Ratusan Artefak Sitaan Tentara Belanda saat Perang Puputan Badung (1906) Dipulangkan ke Indonesia
Dipamerkan di Museum Nasional Indonesia 15 Oktober-31 Desember
Untuk pemulangan ke Bali, sayangnya Bali masih belum memiliki sarana memadai untuk menyimpan dan memamerkan benda-benda bersejarah warisan leluhur itu
DENPASAR, NusaBali
Ratusan artefak yang disita tentara Belanda saat Perang Puputan Badung (1906) telah dipulangkan ke Indonesia, salah satunya keris Puputan Badung. Benda-benda bersejarah itu akan disimpan dan dipamerkan di Museum Nasional Indonesia (MNI) Jakarta mulai 15 Oktober sampai 31 Desember 2024. Tak hanya berasal dari Puri Denpasar pasca Puputan Badung, koleksi benda rampasan berupa keris dan tombak yang direpatriasi juga berasal dari sejumlah puri di Kabupaten Tabanan.

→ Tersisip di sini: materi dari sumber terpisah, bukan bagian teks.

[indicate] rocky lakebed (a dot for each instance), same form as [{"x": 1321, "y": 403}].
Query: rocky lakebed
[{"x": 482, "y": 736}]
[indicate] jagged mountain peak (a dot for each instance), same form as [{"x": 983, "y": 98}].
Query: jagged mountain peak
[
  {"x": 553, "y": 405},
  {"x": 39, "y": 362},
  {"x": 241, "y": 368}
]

Di antara objek-objek dalam foto terdapat senjata seperti keris dan tombak, koin, perhiasan, hingga daun pintu gerbang Puri Tabanan. –IST
Kepala Dinas Kebudayaan (Kadisbud) Provinsi Bali, I Gede Arya Sugiartha mengatakan kedatangan benda cagar budaya Indonesia khususnya dari Bali merupakan hal yang membahagiakan. Masyarakat akan lebih mudah melihat dan mempelajari sejarah melalui artefak-artefak tersebut. Namun sayang Bali belum memiliki sarana memadai untuk menyimpan dan memamerkan benda warisan leluhur tersebut.
Kadisbud Provinsi Bali, I Gede Arya Sugiartha. –SURYADI
Mantan Rektor Institut Seni Indonesia (ISI) Denpasar ini mengungkapkan, Pemprov Bali memiliki Museum Bali namun dengan ruang yang masih sangat terbatas. “Kita tempat belum ada,” ujar Arya Sugiartha. Pada tahun 2023 lalu, satu keris yang dijarah tentara Belanda saat Puputan Klungkung (1908) juga telah dipulangkan ke Indonesia, namun masih tersimpan rapi di MNI. Kedatangn keris tersebut bersama sejumlah lukisan para seniman dari Komunitas Pita Maha Ubud.
Untuk lukisan-lukusan tersebut, Pemprov Bali telah mengajukan permintaan pemulangan ke Bali.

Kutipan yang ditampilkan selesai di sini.